Falling in love, being emotionally vulnerable and letting down your walls so he could touch the real you takes guts. Obviously, after he has probed and imprinted your heart in ways you never thought were possible, it comes as no surprise how broken that can leave you.
So the feelings are still there, your eyes literally light up when you see him, but that's quickly covered by a cloud of insecurity which is provoked by a million and one questions by your subconscious.
Is he looking at me? Does he remember what we were like? Can he feel what I'm feeling?
Then the next wave of emotions hit and you remember all the reasons why you exited the unhealthy relationship.
So all of that seems normal when having to deal with an aching heart. But the part that kills is when that insecurity is turned into a flaming fire of jealously because he has a new woman to entertain him and his needs.
Right now, all you're doing is sorting out your feelings and trying to get into the right headspace. But then your hit with the news that he has a new boo thang that he's spooning every night. Assuming that he is still in your circle of friends, how are you meant to survive when you see his hand is gripping her thigh? Or when he whispers in her ear and she starts to giggle and you feel like vomiting? Are you supposed to be okay with this? Is it even possible to be civil in those overwhelmingly, complicated moments?

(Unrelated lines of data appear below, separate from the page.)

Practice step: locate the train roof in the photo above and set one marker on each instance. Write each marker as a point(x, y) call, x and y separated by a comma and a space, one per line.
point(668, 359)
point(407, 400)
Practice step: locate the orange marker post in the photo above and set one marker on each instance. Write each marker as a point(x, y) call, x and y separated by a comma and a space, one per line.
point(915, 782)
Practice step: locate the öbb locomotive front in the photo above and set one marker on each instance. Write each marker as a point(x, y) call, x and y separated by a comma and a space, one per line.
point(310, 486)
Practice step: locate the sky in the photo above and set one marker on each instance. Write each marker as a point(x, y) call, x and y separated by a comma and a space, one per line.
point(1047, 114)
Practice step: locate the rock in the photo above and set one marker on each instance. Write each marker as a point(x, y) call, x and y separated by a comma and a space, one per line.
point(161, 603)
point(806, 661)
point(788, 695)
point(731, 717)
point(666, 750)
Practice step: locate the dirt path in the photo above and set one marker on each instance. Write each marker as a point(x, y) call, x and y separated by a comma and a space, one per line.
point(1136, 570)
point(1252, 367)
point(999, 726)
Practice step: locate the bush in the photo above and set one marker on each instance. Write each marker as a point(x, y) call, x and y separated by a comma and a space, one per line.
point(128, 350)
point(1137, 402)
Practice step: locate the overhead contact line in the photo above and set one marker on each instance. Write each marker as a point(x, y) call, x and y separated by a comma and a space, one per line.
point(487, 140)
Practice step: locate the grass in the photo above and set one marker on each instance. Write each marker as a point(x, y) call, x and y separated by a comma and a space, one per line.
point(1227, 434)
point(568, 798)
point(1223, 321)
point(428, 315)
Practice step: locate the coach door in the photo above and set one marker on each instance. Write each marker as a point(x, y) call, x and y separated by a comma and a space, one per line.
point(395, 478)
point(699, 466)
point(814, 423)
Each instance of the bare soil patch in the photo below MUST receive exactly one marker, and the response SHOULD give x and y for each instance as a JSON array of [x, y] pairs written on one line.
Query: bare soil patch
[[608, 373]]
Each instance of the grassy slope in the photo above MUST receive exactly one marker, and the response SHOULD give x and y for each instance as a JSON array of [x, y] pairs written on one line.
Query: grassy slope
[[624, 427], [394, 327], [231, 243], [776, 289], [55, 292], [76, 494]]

So it's in that exact second, reality hits and you start to crumble beyond belief. All of a sudden you realise you are still in love with him and now you can't have what you desperately want.
So here's 4 things every woman thinks when they see their ex with her.
She's the road block to the one you can't get over
Immediately you start sizing her up and comparing yourself to her. Surely, she can't be giving him what you gave or fulfilling him the way you did. Oh, of course they're in the honeymoon stage right now, but what happens when sh*t gets real. Either way, he's blinded by his new love and that's the road block. Because of her, he can't see you.
Is something wrong with me?
Why is this hurting a lot more than I thought it would? Though you may feel like you are alone on the single island, your new happiness won't be far away. Sometimes it is about exploring to see what's installed for you and your heart.
Do I want the past back?
Just because you're reminiscing on the past and those warm fuzzy feelings fill your stomach, does not mean that you suddenly want the past back. Maybe your questioning your decision and self-loathing seeps in, but seriously, calm down, you're allowed to be human.
How will I forget about you?
You make these promises to yourself: "I will not stalk your Facebook profile. I will fight the urge to text you. I will not get drunk and ruin my night by crying over you. I will throw out that necklace you gave me. I will never listen to our song again and I refuse to eat at our favourite restaurant."
But instead of being so tough on your heart, just be you! Enjoy who you are. The pain means you're alive. Heart breaks are part of the journey and in the meantime, keep working on doing fine without him.
You never know, you might find your new lover soon enough and he might be the one reading this ... Oh, now that's ironic.